Pennsylvania Institute for Instructional Coaching — A Partnership Between the Annenberg Foundation and the Pennsylvania Department of Education
Building Collaborative Relationships with Administrators PDF Print E-mail

By PIIC RMC Virginia Glatzer and IU PIIC Mentor Carol Adams

When we sat down to write this piece, we realized that so much depends on confidentiality.  We wondered, “What do we mean by 'Confidentiality'?" Our first thought had to do with entrusting someone with private information.  Yet, when we think about this in the context of school transformation, we realize that strictly to hold confidentiality is not the full picture.  The etymology: to hold trust.  So, how do we transform the facts of the particular situation into the truth about the whole—the organization, the student body?  How do we, as coaches, best translate the private to the public trust?

It starts with the coach.
The coach creates a clear intention for him/herself and their work. This intention relates to how s/he establishes and maintains a coaching presence (trust and rapport, openness to possibility, empathetic nature, and the ability to keep positive.) The coach shares their intention and operates based on it day-in and day-out.  When meeting with teachers, the coach is listening and looking for common threads.
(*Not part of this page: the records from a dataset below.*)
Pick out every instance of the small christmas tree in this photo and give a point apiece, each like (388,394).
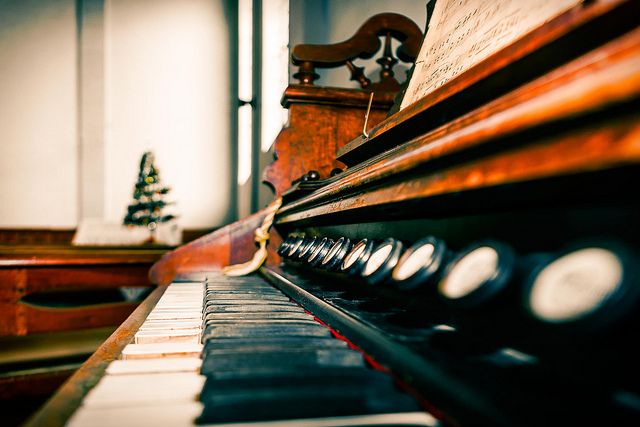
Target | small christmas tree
(148,195)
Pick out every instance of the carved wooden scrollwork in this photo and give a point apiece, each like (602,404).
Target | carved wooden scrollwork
(364,44)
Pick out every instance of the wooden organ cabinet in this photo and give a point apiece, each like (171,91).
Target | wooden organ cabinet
(477,248)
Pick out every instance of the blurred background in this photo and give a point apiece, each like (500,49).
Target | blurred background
(87,86)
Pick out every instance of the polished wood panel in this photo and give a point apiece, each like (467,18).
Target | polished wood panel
(67,399)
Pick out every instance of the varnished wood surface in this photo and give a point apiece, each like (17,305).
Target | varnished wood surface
(533,130)
(45,271)
(565,37)
(229,245)
(58,409)
(14,256)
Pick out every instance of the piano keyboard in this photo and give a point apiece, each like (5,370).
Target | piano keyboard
(238,351)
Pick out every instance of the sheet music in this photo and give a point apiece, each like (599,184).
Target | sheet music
(462,33)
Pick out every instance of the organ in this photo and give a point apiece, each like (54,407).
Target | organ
(479,245)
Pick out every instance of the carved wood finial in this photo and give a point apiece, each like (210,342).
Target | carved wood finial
(364,44)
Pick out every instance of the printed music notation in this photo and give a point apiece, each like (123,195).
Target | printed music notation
(462,33)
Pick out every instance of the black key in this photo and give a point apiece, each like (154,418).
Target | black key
(279,359)
(281,372)
(303,401)
(292,328)
(254,308)
(222,296)
(240,302)
(364,378)
(213,331)
(245,344)
(220,279)
(242,321)
(266,315)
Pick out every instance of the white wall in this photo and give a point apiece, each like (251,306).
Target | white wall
(167,90)
(38,114)
(81,100)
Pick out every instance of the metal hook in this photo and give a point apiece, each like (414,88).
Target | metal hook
(366,117)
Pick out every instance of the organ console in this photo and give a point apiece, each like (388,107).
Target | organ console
(475,262)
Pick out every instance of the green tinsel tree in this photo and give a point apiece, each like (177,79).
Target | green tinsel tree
(148,195)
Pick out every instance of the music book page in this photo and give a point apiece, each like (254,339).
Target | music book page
(462,33)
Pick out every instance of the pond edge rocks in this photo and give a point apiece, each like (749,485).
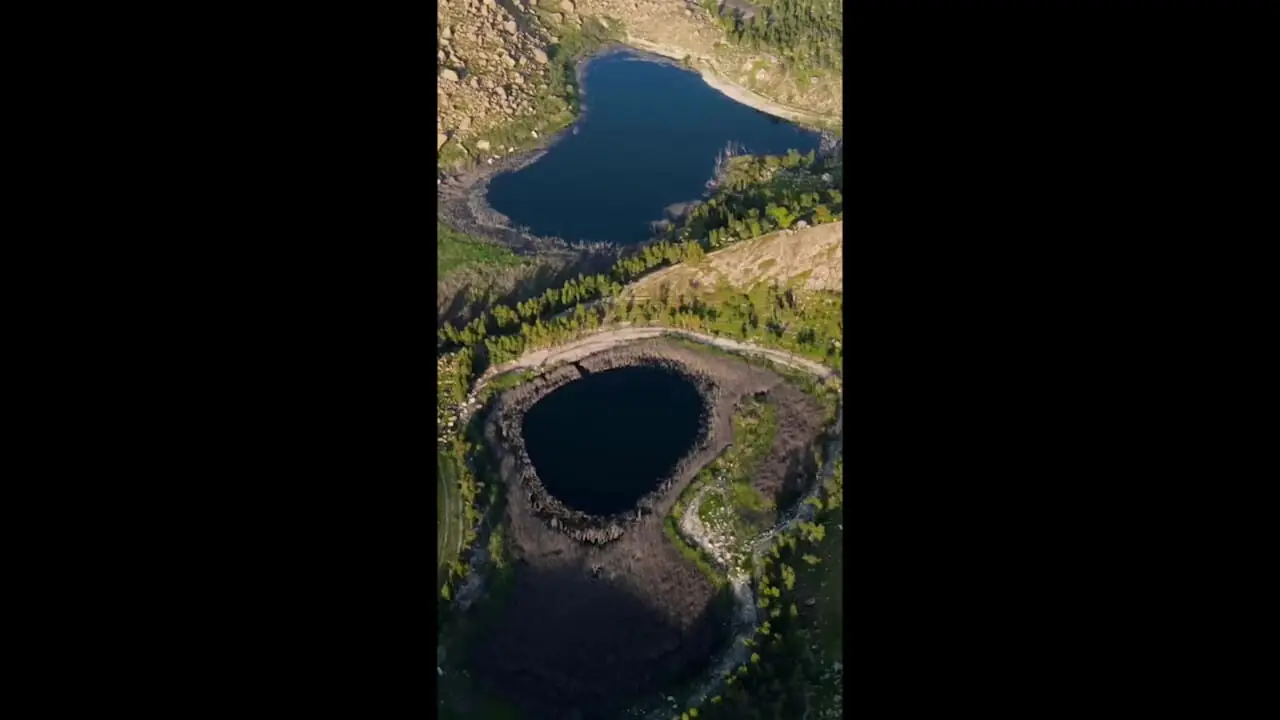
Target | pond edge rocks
(504,423)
The coach cultivates the art of conversation so that they are able to say what needs to be said while holding fast to their integrity. Teachers come to trust that everything the coach does, including building relationships with administrators, is related to that intention.

Build a culture of coaching.
The principal sets the tone by introducing the role of the coach in a way that builds a culture of coaching. To be effective, the role of the coach must be clearly articulated by the principal; then, embraced and agreed upon by the community. The principal’s words and actions reflect a professional respect for what the coach does.

When we build transparent and authentic relationships that focus on real student growth, teachers, coaches, and administrators focus on the community and the shared vision, not on the individual stories that occur throughout the day.  Remember that even celebrating a teacher’s successes requires a teacher’s permission. A shared vision takes work to implement. Even when there is no apparent topic to discuss, holding regularly-scheduled meetings with the school leader is important.

Work together.
Coaches are in classrooms working with teachers, seeing the pressures that they face each day. In their dialogue with administrators, they witness those pressures from a different perspective. Coaches help to create the common ground. When coaches, administrators, and teachers work together, the seemingly unrelated silos can be intertwined in a way that returns them to their shared vision.

Above all:  Acknowledge each other’s point of view. Validate each other’s role. Celebrate the journey.